I went to Morocco in January. An unlikely time to visit, but perfect if you want to avoid the heat and crowds—which I did and I'm sure you do, too. I visited seven cities (Tangier, Marrakech, Rabat, Meknes, Fes, Taza, and Casablanca) in just over two weeks and, though that's a lot to cover, I enjoyed it because it allowed me to get a feel for Moroccan culture. Not to mention, it gave me an understanding of the country's rich history and introduced me Morocco's diverse landscapes.
Chances are, if you're planning a trip to Morocco, people will tell you to spend a majority of your time between Marrakech and Casablanca. But I disagree: I'd rec spending a couple of days in the former and skipping the latter.
Instead? Instead, I'd suggest (er, insist) you spend some time wandering off the beaten path. Even if that path takes you to Fes or Meknes (which are also popular destinations for tourists). There are amazing experiences if you put down your typical travel guide and instead, take cues from the locals, because, after all, locals know best.
MARRAKECH: RIAD MONCEAU'S COOKING ACADEMY
If your heart is set on spending some time in Marrakech, you should devote an afternoon to learning how to make traditional Moroccan pastry at Riad Monceau's Cooking Academy. Chef Richa does not speak English, but our small group had no real issues with the language barrier. Even better? When she found out I had a dairy allergy, she nixed the butter and used sunflower oil, instead. After we finished the course, we were taken to a private room to enjoy the fruits of our labor and were taught how to make traditional Moroccan whiskey (which you may not want to drink after you see how much sugar they actually put in that stuff).
MEKNES: ROMAN RUINS
If you visit Meknes, surely your travel guide will suggest you visit Bab Mansour, the Royal Stables, and the Mausoleum of Moulay Ismail.

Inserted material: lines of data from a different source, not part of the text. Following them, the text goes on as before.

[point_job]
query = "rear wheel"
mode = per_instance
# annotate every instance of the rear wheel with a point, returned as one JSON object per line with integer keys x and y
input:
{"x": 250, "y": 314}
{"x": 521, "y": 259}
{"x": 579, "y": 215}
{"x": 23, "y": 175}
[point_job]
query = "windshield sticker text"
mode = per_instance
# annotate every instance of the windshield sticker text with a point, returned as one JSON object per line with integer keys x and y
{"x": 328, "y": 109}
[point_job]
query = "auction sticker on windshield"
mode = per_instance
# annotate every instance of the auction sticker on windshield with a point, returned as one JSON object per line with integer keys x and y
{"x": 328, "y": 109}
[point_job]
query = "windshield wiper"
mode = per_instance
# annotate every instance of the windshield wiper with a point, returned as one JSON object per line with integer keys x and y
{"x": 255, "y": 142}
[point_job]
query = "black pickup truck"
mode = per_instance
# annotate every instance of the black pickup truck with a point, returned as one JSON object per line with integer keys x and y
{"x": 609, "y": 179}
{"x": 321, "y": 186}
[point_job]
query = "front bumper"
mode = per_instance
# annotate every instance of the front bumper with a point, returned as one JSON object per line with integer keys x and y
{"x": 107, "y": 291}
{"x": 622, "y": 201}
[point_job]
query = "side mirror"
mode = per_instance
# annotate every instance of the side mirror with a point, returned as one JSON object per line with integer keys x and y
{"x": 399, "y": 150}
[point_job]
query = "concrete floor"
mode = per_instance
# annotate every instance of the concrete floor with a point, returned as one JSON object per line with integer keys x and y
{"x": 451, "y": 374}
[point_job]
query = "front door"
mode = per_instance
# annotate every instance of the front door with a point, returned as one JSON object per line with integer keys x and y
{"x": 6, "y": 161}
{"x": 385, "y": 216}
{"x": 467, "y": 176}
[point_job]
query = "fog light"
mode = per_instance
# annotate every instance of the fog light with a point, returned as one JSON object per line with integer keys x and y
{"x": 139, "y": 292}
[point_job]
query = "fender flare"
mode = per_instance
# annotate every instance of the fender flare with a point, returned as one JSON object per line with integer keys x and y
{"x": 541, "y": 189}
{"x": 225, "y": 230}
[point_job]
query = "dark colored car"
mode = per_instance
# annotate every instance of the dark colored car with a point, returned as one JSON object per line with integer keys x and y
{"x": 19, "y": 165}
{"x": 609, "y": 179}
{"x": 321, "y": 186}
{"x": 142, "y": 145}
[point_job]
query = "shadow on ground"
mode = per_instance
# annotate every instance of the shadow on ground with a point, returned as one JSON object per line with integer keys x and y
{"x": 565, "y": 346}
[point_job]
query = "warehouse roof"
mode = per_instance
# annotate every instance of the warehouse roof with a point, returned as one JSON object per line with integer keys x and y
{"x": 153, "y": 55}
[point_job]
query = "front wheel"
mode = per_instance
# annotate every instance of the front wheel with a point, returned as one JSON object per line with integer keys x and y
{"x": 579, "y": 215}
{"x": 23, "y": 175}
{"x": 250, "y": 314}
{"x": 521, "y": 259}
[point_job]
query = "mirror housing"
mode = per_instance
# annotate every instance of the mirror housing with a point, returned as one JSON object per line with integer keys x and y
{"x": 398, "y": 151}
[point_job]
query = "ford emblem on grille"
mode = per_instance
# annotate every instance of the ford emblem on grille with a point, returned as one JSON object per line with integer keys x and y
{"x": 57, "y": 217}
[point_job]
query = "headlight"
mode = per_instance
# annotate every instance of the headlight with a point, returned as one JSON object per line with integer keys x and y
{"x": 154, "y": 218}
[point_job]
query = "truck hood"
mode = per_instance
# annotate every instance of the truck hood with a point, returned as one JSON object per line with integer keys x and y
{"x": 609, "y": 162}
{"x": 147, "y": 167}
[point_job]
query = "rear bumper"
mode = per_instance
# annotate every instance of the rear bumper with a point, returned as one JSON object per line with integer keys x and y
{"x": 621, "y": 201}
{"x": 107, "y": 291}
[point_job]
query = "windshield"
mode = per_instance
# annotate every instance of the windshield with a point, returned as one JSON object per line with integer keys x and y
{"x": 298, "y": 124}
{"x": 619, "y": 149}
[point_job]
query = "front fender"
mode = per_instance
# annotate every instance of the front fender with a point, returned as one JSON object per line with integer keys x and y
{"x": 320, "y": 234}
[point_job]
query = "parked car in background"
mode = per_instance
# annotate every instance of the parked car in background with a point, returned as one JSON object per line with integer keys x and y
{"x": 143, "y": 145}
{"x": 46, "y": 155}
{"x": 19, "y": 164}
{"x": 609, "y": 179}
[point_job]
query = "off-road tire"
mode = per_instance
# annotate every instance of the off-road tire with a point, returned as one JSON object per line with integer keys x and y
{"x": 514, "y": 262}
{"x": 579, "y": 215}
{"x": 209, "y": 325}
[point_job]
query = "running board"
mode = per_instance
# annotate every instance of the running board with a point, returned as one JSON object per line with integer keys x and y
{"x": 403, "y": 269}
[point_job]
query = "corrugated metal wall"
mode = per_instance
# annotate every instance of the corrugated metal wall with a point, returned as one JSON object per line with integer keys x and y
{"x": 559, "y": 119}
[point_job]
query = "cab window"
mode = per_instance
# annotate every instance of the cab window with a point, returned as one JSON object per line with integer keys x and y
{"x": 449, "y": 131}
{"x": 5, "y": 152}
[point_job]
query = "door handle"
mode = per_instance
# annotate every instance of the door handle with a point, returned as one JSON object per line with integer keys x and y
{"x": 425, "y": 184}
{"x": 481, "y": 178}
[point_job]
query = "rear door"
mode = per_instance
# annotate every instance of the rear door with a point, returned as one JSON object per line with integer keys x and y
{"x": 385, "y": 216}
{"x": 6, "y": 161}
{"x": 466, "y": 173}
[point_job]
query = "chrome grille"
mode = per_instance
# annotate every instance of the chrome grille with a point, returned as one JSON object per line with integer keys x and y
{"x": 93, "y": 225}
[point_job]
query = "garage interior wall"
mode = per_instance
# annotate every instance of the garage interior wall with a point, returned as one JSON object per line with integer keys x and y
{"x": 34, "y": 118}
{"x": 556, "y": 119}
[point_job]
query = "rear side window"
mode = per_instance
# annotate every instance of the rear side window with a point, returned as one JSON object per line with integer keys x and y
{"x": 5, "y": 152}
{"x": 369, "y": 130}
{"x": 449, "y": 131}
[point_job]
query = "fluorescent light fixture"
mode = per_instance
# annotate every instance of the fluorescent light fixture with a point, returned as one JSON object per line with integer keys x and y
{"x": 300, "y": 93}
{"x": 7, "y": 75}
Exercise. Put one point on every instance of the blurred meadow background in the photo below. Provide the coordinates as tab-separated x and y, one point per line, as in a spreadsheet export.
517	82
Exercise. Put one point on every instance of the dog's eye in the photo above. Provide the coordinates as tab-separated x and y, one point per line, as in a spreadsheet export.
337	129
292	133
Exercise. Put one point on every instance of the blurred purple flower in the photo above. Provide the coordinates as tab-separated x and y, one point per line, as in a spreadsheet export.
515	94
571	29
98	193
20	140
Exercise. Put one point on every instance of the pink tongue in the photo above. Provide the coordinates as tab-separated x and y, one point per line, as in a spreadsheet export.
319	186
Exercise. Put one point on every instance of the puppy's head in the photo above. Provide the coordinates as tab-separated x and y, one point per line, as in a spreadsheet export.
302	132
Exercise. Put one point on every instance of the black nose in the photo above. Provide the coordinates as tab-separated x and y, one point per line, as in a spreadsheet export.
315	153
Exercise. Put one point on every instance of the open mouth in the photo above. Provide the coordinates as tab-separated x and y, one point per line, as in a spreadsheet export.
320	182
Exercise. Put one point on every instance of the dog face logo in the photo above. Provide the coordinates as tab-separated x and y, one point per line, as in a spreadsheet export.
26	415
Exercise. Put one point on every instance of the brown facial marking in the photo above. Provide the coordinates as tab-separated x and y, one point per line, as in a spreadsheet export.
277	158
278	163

And you should. But you should also catch a taxi out to Volubilis (Roman Ruins) and Moulay Idriss (the holiest city in Morocco) and spend the afternoon exploring both. When you return, try to navigate the convoluted medina pathways to Khoban, the restaurant responsible for serving the best tajine I ate while traveling through Morocco.
FES: MERENID TOMBS
Fes is pretty spectacular. Although there are a number of guided tours that will take you through the famed medina, I recommend going on your own and exploring the intricate mosaics that are scattered throughout the old city. Just before sundown, you should take a hike to the top of the Merenid Tombs, where the most stunning view of the city awaits. At sunset you'll be treated to the sound of a few hundred minarets broadcasting the call to prayer, which was easily one of the most moving and memorable experiences of my trip.
A drive through the Atlas Mountains is probably not high on your to-do list, but I can assure you that it is more than worth it, if only for the rugged views and to experience what life is like in the largest mountain range in Africa. Make sure your driver gives you adequate time to hike and explore one of the range's many cork forests. Keep your eyes peeled, as you may get to see someone actually harvesting the cork.
There are kasbahs peppered all over the Sahara, where indigenous tribes still live in isolation and continue their day to day life without the modern conveniences we've come to know and depend on so heavily. I was fortunate enough to visit one of these kasbahs, and recommend you get in touch with a local at any small town near the Sahara, in hopes of exploring one yourself. If you're lucky, the locals will invite you back for tea and khobz.